Lingle supports FTC oil inquiry
Hawaii will push for an investigation of price gouging
Hawaii will join other states supporting a federal investigation into allegations of gouging by oil companies that might have driven up gasoline prices following Hurricanes Katrina and Rita, Gov. Linda Lingle said yesterday.
"The Federal Trade Commission proposals are in line with what I have been advocating for Hawaii," Lingle said in a letter to House Majority Leader Marcus Oshiro. "As such, I have asked Hawaii's attorney general to join other attorneys general in sending a letter to the FTC asking that it investigate possible unlawful conduct that could be affecting the cost of fuel.
"An examination on the national level may prove instructive to the nation as well as Hawaii."
Calls for a federal investigation came after Hurricane Katrina caused major disruptions to Gulf Coast oil facilities and pushed the national retail average for regular unleaded above $3 a gallon earlier this month. After a few weeks of steady decline, fuel prices are on the rise again after further damage to the Gulf Coast from Hurricane Rita.
Last week, eight Democratic governors asked President Bush and congressional leaders to investigate possible gasoline price gouging, and the FTC said it had started an investigation into whether any illegal activity occurred.
Oshiro (D, Wahiawa-Poamoho) had urged the governor to support an investigation.
"I'm glad the attorney general is joining the other attorneys general ... but I am disappointed in (Lingle's) commentary regarding the failure of the gas law," Oshiro said yesterday.
In her letter to Oshiro, Lingle called the state's new "gas cap" a failure that has hurt consumers and businesses.
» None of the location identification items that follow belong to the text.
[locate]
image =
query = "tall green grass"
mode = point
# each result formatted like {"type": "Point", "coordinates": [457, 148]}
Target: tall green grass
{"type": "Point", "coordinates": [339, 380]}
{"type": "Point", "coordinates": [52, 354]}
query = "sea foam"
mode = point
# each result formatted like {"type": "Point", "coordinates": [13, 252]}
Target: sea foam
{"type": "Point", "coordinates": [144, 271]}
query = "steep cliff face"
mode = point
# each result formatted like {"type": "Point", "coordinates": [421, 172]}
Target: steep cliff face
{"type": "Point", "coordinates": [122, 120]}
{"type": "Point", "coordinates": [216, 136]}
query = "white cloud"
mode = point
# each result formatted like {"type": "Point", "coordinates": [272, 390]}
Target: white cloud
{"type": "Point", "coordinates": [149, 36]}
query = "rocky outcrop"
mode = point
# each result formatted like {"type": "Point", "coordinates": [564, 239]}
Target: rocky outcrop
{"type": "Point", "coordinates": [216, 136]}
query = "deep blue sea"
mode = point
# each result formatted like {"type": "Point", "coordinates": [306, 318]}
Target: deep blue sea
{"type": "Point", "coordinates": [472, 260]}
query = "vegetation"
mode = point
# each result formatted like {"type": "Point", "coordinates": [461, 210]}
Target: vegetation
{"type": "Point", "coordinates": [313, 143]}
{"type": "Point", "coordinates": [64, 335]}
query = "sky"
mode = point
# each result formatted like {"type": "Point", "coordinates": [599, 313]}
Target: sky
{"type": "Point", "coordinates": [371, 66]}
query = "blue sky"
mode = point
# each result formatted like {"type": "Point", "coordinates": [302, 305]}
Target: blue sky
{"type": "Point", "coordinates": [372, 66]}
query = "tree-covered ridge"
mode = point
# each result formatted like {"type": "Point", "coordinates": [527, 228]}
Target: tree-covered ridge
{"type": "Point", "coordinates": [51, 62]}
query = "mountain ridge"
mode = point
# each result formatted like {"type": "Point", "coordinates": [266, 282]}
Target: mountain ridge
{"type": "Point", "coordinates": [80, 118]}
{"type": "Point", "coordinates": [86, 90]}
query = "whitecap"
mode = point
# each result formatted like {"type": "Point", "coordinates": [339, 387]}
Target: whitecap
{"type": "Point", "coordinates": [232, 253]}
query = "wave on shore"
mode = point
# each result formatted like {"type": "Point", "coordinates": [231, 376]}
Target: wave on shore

She again urged the Legislature to repeal the law, which regulates wholesale gas prices.
"Doing anything less will continue to harm Hawaii's consumers and overshadow any benefits that might be derived from an FTC probe of the industry," she wrote.
"If she feels that to be the case, she should stop it, put it on hold, use her (executive) powers," Oshiro said. "The gas cap is helping consumers, creating a competitive marketplace at the retail level -- as it should be."
At a news conference, Lingle said she thought it ironic that Oshiro asked her to support the same type of measure her administration introduced in the Legislature.
The proposal, which was not granted a hearing, would have established a statewide system of "watchdog" monitoring, analysis and reporting of petroleum industry data and information.
"If we had information about what the true costs -- the true expenses -- were for the refiners, what they were charging wholesale and what our families end up paying at the pump, we could make a decision in the state: Does it make sense for us to offer tax credits for someone to build a terminal in Kahului on Maui or in West Hawaii on the Big Island, because that would inject more competition into those markets," Lingle said.
Oshiro said he did not feel the governor came out strongly enough in support of such "transparency" measures.
"I've shared this with the consumer advocate ... to prove to me that this administration has gone on record and taken the lead to provide transparency from the oil companies," Oshiro said. "She has not."
A similar "watchdog" proposal introduced by majority Democrats in the House advanced in both chambers but died in conference committee, where House and Senate members try to work out differences in each other's versions of the bill.
Oshiro said transparency should be required in addition to price caps.
"They work together," he said. "You need both an inducement to provide the information, but you also need a hammer of enforcement to guarantee that prices are affected at the pumps."
The Associated Press contributed to this report.